You're likely pretty depressed. You should visit a therapist to see if you have Borderline Personality Disorder. Which can sometimes be helped with Cognitive Behavior Therapy. Do you think your two-year relationship is permanently dead?

mcd

One thing that comes to mind is that you didn't get to feeling this poorly by yourself; every baby is born (we hope... if they've a Parent and a bed) safe, happy, warm, innocent. It's 100%-positive that *someone* around that innocent You "constantly looked for the bad in people" and said you were fat or that you came across as stupid... just so that they'd feel better about *them*selves.

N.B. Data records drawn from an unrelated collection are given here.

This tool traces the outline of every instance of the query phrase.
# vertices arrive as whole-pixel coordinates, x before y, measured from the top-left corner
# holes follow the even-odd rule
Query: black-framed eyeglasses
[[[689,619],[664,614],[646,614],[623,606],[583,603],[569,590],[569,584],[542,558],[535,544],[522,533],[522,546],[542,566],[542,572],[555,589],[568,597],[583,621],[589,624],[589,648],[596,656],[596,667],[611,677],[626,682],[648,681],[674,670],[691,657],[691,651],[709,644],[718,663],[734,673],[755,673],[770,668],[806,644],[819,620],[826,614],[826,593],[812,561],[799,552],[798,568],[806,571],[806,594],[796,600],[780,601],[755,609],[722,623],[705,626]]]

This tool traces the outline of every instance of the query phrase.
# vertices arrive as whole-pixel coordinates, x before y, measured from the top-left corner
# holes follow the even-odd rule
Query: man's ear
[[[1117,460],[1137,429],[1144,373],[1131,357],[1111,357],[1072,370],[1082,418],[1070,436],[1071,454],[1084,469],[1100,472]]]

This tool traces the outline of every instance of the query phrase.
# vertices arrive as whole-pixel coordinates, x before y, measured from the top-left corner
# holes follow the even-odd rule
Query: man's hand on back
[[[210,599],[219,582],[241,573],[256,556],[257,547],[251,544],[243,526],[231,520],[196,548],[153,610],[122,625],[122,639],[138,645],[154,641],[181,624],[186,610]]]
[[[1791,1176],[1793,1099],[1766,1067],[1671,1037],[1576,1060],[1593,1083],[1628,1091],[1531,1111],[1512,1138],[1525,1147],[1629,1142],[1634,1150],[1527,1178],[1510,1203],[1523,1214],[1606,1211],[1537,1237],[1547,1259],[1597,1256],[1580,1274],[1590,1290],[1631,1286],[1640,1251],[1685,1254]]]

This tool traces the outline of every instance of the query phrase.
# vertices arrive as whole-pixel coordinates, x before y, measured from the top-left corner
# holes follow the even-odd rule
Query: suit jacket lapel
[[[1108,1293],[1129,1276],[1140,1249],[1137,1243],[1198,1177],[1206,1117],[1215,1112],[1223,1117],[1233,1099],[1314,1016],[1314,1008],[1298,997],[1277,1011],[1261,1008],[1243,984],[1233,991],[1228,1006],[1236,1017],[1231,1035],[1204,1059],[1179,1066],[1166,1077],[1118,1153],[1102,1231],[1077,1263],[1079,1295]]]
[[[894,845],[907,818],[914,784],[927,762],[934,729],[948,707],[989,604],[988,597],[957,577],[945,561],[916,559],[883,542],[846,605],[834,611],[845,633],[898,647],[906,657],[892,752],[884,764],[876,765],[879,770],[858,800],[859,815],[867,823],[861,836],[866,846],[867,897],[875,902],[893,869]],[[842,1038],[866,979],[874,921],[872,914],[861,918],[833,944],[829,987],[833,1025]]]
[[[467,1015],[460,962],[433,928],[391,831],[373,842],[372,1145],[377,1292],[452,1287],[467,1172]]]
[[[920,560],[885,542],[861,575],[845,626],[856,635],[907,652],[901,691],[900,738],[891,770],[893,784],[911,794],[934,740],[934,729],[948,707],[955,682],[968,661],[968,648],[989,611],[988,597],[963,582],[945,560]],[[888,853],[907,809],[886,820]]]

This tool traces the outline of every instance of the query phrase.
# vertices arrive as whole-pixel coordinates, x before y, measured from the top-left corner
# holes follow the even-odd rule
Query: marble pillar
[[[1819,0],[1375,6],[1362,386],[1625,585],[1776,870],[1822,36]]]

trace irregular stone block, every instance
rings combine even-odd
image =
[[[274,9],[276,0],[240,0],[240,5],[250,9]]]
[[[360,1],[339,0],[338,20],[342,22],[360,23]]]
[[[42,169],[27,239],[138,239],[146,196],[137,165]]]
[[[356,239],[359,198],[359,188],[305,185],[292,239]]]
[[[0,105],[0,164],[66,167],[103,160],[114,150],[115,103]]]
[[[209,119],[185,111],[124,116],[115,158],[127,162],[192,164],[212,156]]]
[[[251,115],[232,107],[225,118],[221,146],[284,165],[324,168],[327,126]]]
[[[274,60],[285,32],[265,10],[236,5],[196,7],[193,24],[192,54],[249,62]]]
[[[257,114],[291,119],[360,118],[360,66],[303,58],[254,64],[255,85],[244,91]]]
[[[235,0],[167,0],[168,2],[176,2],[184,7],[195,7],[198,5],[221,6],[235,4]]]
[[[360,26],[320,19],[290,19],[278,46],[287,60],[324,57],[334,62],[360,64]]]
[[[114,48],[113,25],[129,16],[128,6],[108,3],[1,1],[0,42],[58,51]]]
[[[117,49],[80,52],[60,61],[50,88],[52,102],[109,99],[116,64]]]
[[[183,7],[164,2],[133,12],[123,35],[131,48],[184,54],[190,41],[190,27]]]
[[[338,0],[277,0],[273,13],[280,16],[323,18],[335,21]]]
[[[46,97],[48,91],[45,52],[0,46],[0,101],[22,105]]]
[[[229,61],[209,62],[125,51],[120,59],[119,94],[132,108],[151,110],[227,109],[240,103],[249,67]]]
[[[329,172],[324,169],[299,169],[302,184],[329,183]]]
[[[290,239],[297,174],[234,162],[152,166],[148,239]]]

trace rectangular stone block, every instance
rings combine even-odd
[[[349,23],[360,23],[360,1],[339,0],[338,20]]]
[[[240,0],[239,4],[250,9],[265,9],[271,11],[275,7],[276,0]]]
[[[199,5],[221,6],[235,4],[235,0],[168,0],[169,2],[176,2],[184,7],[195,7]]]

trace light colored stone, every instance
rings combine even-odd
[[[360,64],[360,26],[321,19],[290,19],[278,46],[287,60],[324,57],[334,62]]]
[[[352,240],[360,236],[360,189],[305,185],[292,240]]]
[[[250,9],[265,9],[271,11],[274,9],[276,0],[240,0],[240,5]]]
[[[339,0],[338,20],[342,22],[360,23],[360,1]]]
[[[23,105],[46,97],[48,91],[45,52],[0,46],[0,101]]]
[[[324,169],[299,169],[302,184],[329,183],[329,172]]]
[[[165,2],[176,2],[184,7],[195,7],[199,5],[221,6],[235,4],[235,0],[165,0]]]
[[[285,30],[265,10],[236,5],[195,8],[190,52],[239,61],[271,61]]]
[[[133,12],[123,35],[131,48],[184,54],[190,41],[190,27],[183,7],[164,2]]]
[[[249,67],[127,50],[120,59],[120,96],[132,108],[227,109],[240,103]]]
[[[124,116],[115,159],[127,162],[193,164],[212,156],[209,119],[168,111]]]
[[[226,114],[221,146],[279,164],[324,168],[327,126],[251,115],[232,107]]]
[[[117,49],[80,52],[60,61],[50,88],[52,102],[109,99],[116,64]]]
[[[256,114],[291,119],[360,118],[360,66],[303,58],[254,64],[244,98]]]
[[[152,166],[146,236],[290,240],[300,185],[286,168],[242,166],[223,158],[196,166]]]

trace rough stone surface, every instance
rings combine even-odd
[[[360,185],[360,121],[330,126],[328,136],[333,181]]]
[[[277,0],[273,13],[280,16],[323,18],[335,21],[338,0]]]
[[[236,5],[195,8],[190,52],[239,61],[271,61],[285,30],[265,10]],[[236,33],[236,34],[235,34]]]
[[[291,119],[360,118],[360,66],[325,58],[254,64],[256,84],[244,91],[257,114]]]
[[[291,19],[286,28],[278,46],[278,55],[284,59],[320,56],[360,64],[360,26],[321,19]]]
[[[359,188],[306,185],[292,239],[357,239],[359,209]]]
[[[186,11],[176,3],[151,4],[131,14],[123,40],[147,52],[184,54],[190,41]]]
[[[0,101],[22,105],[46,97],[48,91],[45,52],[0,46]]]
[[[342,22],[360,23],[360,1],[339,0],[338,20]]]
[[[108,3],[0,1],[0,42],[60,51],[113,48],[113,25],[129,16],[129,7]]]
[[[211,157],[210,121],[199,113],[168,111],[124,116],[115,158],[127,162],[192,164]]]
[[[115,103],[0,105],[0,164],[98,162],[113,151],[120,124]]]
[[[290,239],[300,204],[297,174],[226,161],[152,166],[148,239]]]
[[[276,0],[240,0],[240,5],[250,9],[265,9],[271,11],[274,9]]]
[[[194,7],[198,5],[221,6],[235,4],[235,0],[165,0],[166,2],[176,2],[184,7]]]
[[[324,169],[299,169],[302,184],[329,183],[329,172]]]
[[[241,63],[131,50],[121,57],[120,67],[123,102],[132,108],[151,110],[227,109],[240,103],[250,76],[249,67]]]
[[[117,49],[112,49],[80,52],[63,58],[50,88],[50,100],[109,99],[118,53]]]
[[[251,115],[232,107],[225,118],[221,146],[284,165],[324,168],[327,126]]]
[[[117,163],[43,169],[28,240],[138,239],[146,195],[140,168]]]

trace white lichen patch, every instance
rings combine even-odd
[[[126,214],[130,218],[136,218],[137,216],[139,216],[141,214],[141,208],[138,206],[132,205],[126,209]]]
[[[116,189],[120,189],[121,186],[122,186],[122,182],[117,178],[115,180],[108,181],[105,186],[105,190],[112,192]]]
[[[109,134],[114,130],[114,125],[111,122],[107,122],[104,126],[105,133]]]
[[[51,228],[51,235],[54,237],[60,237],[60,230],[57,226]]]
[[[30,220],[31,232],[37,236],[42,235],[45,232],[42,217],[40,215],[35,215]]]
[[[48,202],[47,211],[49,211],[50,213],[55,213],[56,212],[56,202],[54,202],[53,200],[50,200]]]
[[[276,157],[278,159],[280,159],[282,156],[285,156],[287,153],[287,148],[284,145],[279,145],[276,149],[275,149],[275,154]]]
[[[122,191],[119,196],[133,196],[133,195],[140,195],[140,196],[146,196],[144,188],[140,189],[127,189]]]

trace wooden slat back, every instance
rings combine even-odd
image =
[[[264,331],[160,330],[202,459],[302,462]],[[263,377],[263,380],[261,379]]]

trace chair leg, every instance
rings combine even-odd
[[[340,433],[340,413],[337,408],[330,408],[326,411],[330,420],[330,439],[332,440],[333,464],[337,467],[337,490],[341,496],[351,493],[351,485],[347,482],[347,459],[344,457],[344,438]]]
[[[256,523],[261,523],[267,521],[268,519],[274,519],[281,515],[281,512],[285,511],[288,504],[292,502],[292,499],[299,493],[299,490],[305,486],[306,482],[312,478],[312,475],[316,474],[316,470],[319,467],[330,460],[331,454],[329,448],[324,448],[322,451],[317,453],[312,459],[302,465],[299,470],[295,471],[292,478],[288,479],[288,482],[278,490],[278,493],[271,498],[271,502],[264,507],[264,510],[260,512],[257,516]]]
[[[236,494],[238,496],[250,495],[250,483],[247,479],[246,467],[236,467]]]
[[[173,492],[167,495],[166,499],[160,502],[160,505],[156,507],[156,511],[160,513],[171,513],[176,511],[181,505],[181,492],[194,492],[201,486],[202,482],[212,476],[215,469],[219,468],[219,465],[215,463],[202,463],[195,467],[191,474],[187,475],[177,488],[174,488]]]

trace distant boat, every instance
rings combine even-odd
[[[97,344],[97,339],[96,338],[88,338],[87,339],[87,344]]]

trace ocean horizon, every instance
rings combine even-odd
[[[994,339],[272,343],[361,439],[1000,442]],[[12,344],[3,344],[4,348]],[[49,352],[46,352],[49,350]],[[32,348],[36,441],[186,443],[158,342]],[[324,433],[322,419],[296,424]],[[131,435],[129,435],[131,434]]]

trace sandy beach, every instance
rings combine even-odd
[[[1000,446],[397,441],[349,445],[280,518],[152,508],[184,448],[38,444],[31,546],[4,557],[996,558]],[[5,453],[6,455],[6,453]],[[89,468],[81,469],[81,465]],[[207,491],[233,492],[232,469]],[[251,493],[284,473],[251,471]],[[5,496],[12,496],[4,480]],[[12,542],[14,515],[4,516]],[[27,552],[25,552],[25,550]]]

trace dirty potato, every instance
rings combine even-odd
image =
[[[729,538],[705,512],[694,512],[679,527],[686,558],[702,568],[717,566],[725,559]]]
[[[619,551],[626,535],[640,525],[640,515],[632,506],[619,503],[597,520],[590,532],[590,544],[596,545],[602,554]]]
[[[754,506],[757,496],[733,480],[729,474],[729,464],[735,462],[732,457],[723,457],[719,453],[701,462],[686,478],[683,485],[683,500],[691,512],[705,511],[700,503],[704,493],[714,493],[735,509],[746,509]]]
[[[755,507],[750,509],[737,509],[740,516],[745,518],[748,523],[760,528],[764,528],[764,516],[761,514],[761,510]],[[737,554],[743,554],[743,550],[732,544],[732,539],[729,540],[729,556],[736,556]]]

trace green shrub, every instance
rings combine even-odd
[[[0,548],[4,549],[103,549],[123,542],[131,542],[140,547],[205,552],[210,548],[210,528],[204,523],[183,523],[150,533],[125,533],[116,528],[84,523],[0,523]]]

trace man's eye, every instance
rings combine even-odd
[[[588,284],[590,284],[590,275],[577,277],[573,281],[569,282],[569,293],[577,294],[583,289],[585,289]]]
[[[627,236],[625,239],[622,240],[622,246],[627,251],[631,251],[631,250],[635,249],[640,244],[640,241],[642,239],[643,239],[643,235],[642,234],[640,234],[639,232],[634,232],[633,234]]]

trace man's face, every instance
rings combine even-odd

I don't know--I'm in pain today, myself--but surely it can't hurt to think, "Let the world be a better place and let it begin with me"--like, "Let no other person have to feel this way again, let alone by my hand!" On your embarrassment: Actually, I think you're being very open about something very common--yet it's something that most people aren't brave enough to be say. So *I* think you're ready (say, "ready as I'll ever be!"--it's usually true! lol) to talk to a therapist. --I mean, you brought it HERE, where people are often really nasty, didn't you?! Don't let someone who "made a comment" "ruin your happiness"--that's WAY too much. And you don't have to be embarrassed about something you've actually demonstrated some real courage with today, either. <3, <3. P.S.~ The current media climate we all live in is *designed* to slaughter our self-esteem, too; we simply wouldn't buy that new lipstick, pimple-medicine or super-diet soda if we didn't feel ugly, acne-ridden or fat! Read fewer magazines, watch less telly, far fewer movies... ;-) there you are. It'll heal from that end too, slow and sure (it does for me!).